Employers who fail to meet these conditions will be deemed in breach of the Charter and may be subject to legal complaints. In addition, job postings must clearly explain the reason why another language is required.

Kim c. Ultium Cam

On September 16, 2024, the Administrative Labour Tribunal (the “Tribunal”) rendered a key decision in Kim c. Ultium Cam to enforce employers’ new obligations under sections 46 and 46.1 of the Charter. In this case, a candidate filed a complaint concerning a prohibited practice under the Charter after not being hired for a job requiring languages other than French.

Facts: The employer published a job posting written in Korean only, requiring applicants to speak Korean and English. The posting did not explain why those two languages were relevant to the job. When the candidate submitted a French CV, the employer asked for an English CV and held the interview in Korean, even though the candidate started the interview in French.

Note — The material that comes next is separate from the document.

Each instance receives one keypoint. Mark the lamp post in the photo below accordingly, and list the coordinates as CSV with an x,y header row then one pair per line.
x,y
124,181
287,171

Parties’ contentions: The complainant alleged that he notably did not get the job because of the language requirements. The employer argued that all three languages were needed to perform the duties of the job (including purchasing equipment from other countries and communicating with the employer’s Korean-speaking representatives and employees). The employer also insisted that the complainant’s candidacy had been rejected based on his skills and not on language grounds.

Tribunal’s analysis

To decide the matter, the Tribunal first established three questions for analyzing a complaint concerning a prohibited practice under the Charter:

1. Does the complainant benefit from a presumption of prohibited practice, or in other words, can one assume that requiring candidates to speak a language other than French is indeed prohibited under the Charter?

2. Can the employer prove that the duties of the job require the candidate to speak another language, and that all reasonable means have been taken to avoid including such a requirement in the posting?

If the answer to the first question is yes and the second question no, the Tribunal adds a third question:

3. Can the employer be exempted from the Charter by proving the complainant was rejected for reasons that had nothing to do with language?

Tribunal’s conclusions

The Tribunal began by reiterating that, under sections 46 and 47 of the Charter, for a candidate to benefit from a presumption of prohibited practice, they need to have:

a) Applied for a job posted by the employer;

b) Proven that the employer required candidates to speak or have a certain knowledge of a language other than French for the purposes of that job; and

c) Filed the complaint within 45 days after the occurrence of the practice complained of.

After analyzing the situation at hand, the Tribunal found that these conditions had been met, and that the presumption applied in this case.

Next, relying on the teachings of the Court of Appeal in Gatineau c. Syndicat des cols blancs de Gatineau inc., the Tribunal held that to rebut this presumption, the employer would have to demonstrate a “specific and well documented understanding of the actual constraints.” Concretely, the employer would have to provide evidence that (i) a language other than French was required to perform the duties of the job and that (ii) all reasonable measures had been taken to avoid including this requirement before the posting was published. The Tribunal concluded that the employer had provided no such evidence, and was accordingly in breach of the Charter.

Lastly, the Tribunal dismissed the employer’s argument that the candidate was rejected based on his skills and not for language reasons. According to the Tribunal, though such an argument can be used to rebut the presumption of a prohibited practice under the Act respecting labour standards, it cannot be used to rebut this presumption under the Charter.

Takeaways for employers

This decision is a crucial reminder that employers of all sizes ought to be careful when posting a job that requires candidates to speak a language other than French. They must be able to prove that this requirement is essential to the job, and that they have taken all reasonable measures to avoid making unfounded language requirements in their postings. This includes explaining the reasons for each language requirement, and keeping positions with such requirements to a minimum.

Before posting a job that requires a language other than French, case law provides some guidance on the questions employers should ask themselves: Will the candidate have to serve clients in another language? Will the position help develop new services and markets outside Québec? Are any essential training courses or manuals available in English only?

Per the second and third conditions laid down in section 46.1 of the Charter, employers must ascertain that no existing employee can perform the duties in the required language, either because they do not speak it well enough or because they cannot take on the extra workload.

If the employer fails to meet any of these conditions, the complaint will be accepted regardless of any evidence showing that language did not factor in the employer’s decision to reject the candidate.